Exposes mass media hiding that 84% of violent crime is Black on white. Proves Blacks are 9X more likely to be murdered by another Black.
A refreshing break from the false picture about racism painted by the media, academia, Hollywood, and big business.
Destroys BLM’s reason for existence showing that 17 unarmed Blacks are killed by on average in any given year, an infinitesimal rate.
75% Black illegitimacy rate, no-fault divorce, outsourcing of blue-color jobs, ineffective inner-city policing, and pay-per-child welfare are explained as causative of Black plight not racism.
This is a must read for truth seekers about today’s hot button issues.
Reviews at Amazon.com:
Wilfred Reilly has done an excellent job of refuting, with hard numbers, many of the lies of the left and right that permeate today’s society. He does so in an easily understood, lighthearted manner that makes reading his book a pleasure.

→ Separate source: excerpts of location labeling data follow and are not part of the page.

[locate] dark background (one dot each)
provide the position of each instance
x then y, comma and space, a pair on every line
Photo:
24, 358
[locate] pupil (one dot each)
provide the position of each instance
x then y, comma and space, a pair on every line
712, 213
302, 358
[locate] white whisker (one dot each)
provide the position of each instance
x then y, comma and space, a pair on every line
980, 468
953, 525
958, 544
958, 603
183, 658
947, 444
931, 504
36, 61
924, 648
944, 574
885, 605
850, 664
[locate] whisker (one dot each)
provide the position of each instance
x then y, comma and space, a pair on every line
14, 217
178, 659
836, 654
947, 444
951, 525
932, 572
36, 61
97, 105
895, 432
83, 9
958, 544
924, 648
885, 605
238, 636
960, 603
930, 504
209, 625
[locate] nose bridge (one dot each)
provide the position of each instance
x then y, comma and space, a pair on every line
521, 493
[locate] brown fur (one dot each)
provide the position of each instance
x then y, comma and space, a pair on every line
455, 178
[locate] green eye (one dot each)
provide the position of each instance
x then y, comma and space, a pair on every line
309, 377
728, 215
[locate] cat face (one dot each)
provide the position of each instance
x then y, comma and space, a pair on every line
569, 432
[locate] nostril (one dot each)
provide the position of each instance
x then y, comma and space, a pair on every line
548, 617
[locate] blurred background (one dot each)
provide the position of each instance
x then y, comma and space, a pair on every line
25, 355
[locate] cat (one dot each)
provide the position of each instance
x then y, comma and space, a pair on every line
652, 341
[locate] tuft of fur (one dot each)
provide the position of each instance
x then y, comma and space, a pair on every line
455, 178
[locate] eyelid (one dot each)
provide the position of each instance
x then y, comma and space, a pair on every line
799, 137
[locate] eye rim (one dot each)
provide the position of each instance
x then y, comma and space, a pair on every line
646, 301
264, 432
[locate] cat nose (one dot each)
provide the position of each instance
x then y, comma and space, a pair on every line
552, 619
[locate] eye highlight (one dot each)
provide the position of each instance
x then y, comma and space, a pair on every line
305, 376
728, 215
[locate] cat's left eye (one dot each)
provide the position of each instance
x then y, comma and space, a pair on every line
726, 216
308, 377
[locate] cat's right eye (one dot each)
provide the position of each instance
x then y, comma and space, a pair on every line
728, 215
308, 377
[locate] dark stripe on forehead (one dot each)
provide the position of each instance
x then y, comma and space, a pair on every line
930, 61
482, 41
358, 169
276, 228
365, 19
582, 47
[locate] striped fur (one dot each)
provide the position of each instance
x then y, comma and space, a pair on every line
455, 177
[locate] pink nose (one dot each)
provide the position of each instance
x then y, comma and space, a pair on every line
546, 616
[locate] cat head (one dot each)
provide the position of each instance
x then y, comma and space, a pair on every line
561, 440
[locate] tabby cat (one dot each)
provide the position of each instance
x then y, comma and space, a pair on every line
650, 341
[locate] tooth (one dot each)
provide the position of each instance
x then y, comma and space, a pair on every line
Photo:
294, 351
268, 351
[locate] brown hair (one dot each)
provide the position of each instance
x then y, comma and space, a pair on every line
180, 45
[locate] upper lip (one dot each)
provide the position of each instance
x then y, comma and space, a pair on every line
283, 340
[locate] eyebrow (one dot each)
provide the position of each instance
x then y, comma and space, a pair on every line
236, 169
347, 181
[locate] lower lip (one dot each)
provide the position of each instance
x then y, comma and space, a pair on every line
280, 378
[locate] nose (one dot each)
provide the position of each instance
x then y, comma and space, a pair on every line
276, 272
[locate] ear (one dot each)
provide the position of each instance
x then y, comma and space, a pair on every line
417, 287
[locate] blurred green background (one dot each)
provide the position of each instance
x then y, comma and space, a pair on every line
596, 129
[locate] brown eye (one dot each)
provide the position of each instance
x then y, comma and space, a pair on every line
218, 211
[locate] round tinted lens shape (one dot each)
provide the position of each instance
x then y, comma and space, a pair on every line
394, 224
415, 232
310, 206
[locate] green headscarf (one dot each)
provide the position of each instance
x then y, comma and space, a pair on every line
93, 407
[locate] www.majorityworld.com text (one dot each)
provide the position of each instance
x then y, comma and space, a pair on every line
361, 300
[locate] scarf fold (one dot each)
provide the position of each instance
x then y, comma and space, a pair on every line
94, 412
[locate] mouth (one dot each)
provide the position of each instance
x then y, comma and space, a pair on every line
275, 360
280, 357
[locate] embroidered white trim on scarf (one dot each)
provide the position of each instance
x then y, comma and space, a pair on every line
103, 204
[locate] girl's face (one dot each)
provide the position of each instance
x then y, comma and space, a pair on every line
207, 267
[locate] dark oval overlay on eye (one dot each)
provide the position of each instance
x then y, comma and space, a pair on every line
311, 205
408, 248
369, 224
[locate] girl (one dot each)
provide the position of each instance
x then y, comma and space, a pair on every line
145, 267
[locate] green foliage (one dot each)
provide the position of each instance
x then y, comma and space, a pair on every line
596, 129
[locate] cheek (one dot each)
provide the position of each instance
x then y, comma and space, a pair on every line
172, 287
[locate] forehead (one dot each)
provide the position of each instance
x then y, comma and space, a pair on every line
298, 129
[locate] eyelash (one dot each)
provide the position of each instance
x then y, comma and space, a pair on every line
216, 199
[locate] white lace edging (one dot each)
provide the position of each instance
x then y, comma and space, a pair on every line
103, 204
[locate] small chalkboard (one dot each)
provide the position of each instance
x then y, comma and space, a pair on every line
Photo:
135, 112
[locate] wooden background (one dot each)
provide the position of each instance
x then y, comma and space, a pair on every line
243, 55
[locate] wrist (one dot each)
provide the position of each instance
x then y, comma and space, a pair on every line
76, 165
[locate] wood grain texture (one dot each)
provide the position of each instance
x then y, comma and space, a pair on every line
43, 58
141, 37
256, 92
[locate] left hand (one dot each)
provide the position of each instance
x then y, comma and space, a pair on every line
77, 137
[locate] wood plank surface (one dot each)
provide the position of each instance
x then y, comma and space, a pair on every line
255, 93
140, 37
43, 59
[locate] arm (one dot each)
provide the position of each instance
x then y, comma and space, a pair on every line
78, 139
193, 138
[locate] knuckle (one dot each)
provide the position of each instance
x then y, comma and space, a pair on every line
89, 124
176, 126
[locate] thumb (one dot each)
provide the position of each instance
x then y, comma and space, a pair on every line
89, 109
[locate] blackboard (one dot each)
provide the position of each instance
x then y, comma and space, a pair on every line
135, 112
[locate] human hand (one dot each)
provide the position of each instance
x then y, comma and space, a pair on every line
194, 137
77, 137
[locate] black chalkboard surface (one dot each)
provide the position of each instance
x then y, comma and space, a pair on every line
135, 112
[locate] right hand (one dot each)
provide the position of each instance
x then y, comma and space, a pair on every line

If you have an interest in learning the truth, this book is an excellent place to begin. Then cut off the entertainment/news/social media and think for yourself. A great book with a lot to think about. Over the past two months, since George Floyd’s murder and BLM protests have been sweeping across the US of A, I have been given a list of podcasts, books, articles, movies and blog posts to consume – almost as required reading. As I’ve delved into these lists, I’ve encountered emotional appeals and stories. Empirical data was light and ambiguous. Reading Taboo, on the other hand, gave a lot of hard data, and conclusions to think about.
Reilly cuts right down the middle. He follows the data and is highly critical of both the hard-left and alt-right.
If you are needing facts and data on IQ scores, crime, college demographics – all based on race – this is the book for you.
Reilly paints of spectrum of issues and variables for people to consider – a breath of fresh air when compared to the binary view on skin color many people would want us baited into these days. There are literally hundreds of other variables to consider when it comes to successful living, crime, IQ scores, college admissions and career data. While race is a factor, it is not the prime one. In fact, race(ism) only accounts for maybe 1 or 2 percent in many of these issues. Time and time again, Reilly rips apart alt-right and hard-left narratives about race.
In sum – a great, informative book; one I’ll be referencing for quite some time.